US Treasury Sanctions Financier Linked to Iran’s Supreme Leader, Shadow Currency Networks

By Kimberly Hayek
Kimberly Hayek
Kimberly Hayek
Kimberly Hayek is a reporter for The Epoch Times. She covers California news and has worked as an editor and on scene at the U.S.-Mexico border during the 2018 migrant caravan crisis.
July 10, 2026Updated: July 10, 2026

The Treasury Department on Thursday designated a key financier for Iranian leader Mojtaba Khamenei and several Iranian shadow exchange houses along with their operators and front companies.

The Office of Foreign Assets Control imposed the measures under executive orders targeting Iran’s financial sector and the Supreme Leader’s network. The designations block all property and interests in property of the named parties that are in the United States or come under the control of Americans, who are prohibited from dealings with them.

Among those sanctioned are Dubai-based Iranian national Ali Ansari, for allegedly materially assisting Khamenei. It also designated Ansari’s Saint Kitts and Nevis-based holding company, Smart Global Limited.

Several Iranian general partnership exchange houses and their controlling partners faced sanctions for operating in Iran’s financial sector. Those companies include Mohammad Darbani and Partners Exchange General Partnership Company, Lavasani and Partners General Partnership Company, and Mohsen Khandan, and Partners General Partnership Company.

Their controlling partners—including Mohammad Darbani, Shokufeh Rostam Abadi, Zahra Sarshari, Ahmad Navai Lavasani, Amir Navai Lavasani, Mohsen Khandan, and Ali Asghar Khandan—were also designated.

Two front companies, CDM Trading Limited in Hong Kong and Naba Alzaki Raw Materials Trading LLC in the United Arab Emirates, were also included.

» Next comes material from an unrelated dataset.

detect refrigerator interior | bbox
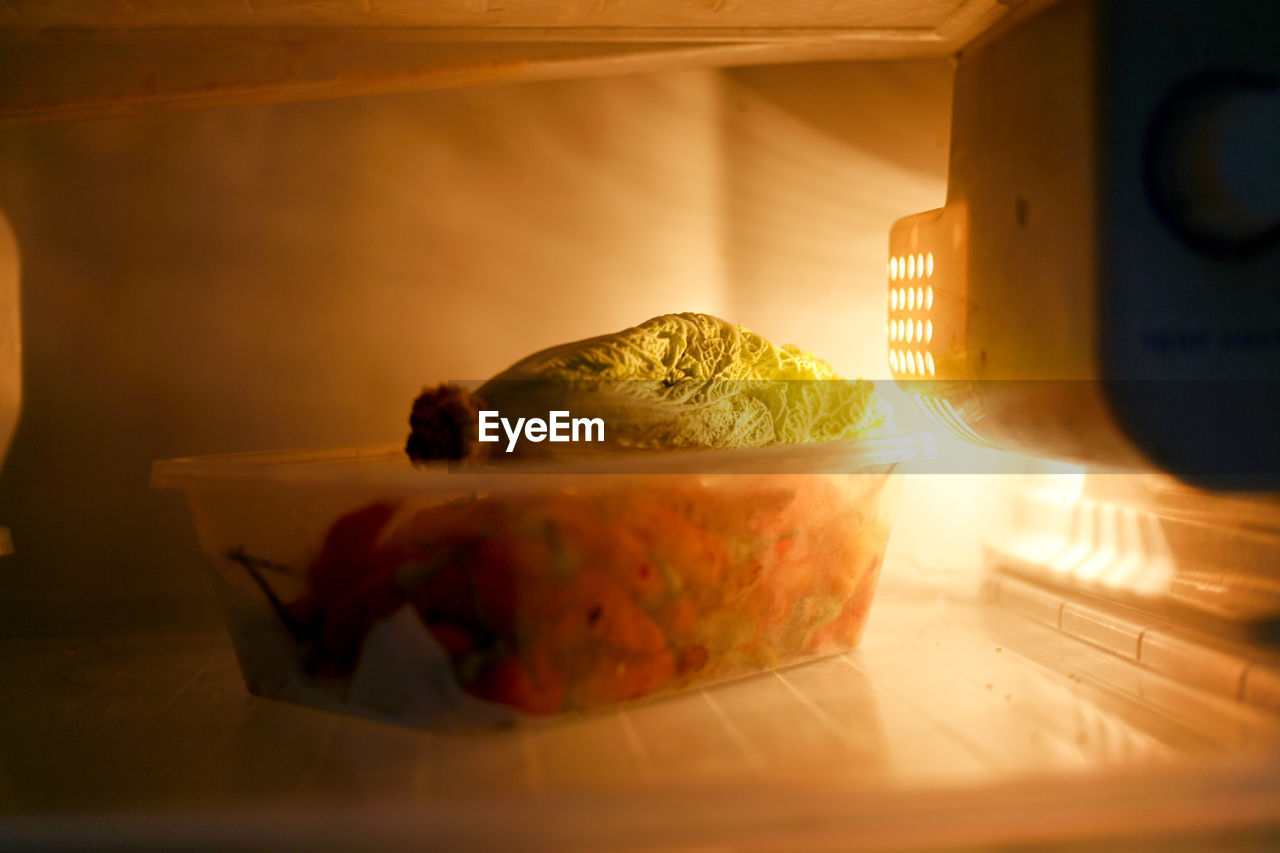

According to the Treasury, the companies hold tens to hundreds of millions of dollars in foreign currency for sanctioned Iranian banks and facilitate payments through cover companies. Ansari’s network allegedly diverted public funds into overseas real estate and commercial holdings in multiple countries to benefit regime officials and the Islamic Revolutionary Guard Corps.

“The so-called Supreme Leader is hiding in seclusion while his regime crumbles,” Treasury Secretary Scott Bessent said in a statement. “Treasury will continue using every tool at its disposal to isolate him and other regime elites from the global financial system. We will preserve these assets for the Iranian people.”

The sanctions come after earlier sanctions by the Treasury against Iranian shadow banking and currency exchange networks.

This latest round of financial pressure follows Iran’s attacks on commercial vessels in the Strait of Hormuz earlier this week. Multiple oil tankers were struck by projectiles in the vital waterway, according to the UK Maritime Trade Organization.

In response, the United States revoked a license that had allowed Iran to produce, sell, and deliver oil. The Treasury’s Office of Foreign Assets Control withdrew General License X, which had been issued under a mid-June memorandum of understanding. The license had been set to run through Aug. 21 and carried performance-based conditions tied to Iranian behavior.

Iran has long relied on domestic currency exchange houses to move foreign currency for its sanctioned banks. These family-run general partnerships often use layers of shell companies to conceal transactions involving billions of dollars annually on behalf of banks such as Bank Melli, Bank Saderat, and others already under U.S. sanctions.